Chad by Kayla Kelly


Prologue: Chad

I didn’t think it would be possible—my buddy, Rob, on the cusp of asking the woman of his dreams to marry him. We have grown up together, we got into Police Academy together and we have served together for close to six years. I know this guy. Rob has never been the type to settle down and get married, but here he is now, more happy than he has ever been before.

The book reading and signing event has gone off like a breeze. This is going to bring a lot of attention to our town, tourists are going to flock to Springs County and boost our economy.

All of this has been possible because of Daisy’s vision and Rob’s support. I thought this stuff was for movies. I didn’t think it could happen in real life. I don’t predict it happening in my life, anyway.

We are in the after-party of the event, but I’m on duty. I’m standing outside the doors of the bookstore looking in, keeping an eye on things.

The place is buzzing with people. There are drinks and snacks in people’s hands. Photographs are being taken, reporters are interviewing the ‘locals’. There’s a giddy smile on everyone’s faces.

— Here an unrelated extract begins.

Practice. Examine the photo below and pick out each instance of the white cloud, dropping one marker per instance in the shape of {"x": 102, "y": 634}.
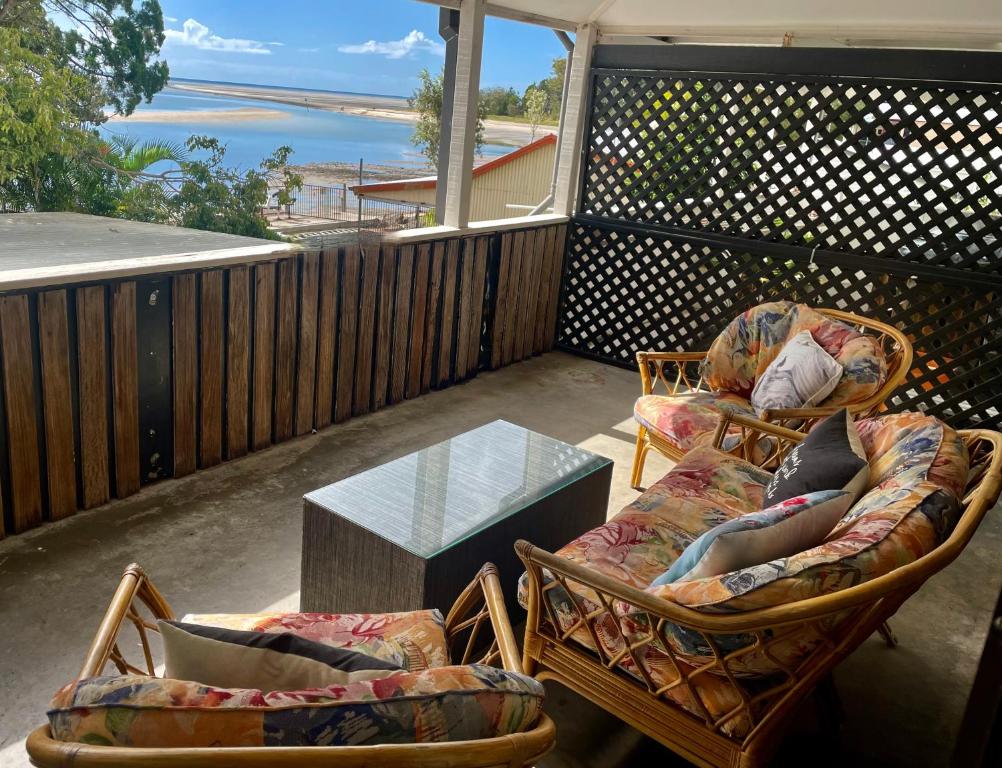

I’m not expecting anything to go wrong and I’m starting to relax until my receiver buzzes. I respond to it immediately, expecting nothing but a false alarm.

I’m wrong because the voice I hear over the radio tells me that someone has reported an illegal break-in and possible vandalism in Sylvan Park.

I’m surprised to hear it. On a night like this? When the whole town is celebrating?

I rush to my car and get in, confirming over the radio that I’m responding to the call.

“Teenagers?” I ask the operator, hoping it’s going to be just a quick job. Maybe I’ll have to call their parents at most.

“Apparently not,” the woman says. “You better get your partner. The civilian on the phone said they looked dangerous and could be armed.”

I press down hard on the accelerator. I thank her and end the call.

Why would armed criminals enter Sylvan Park at this time of night, just to vandalize? It doesn’t make sense. While I’m driving, the realization dawns on me. I’d forgotten about the marble sculpture of the love birds in the middle of the park.

It’s something our town holds dear, but it has been valued at several hundred-thousand dollars. It is possible that some art-thieves have caught wind of it and hatched a plan to rob it. If they’re armed, this could be more problematic than I thought.

Maybe the operator was right. Maybe I should have buzzed my partner for back-up.

As I pull up to the park I hear gunshots being fired. A girl shrieks loudly.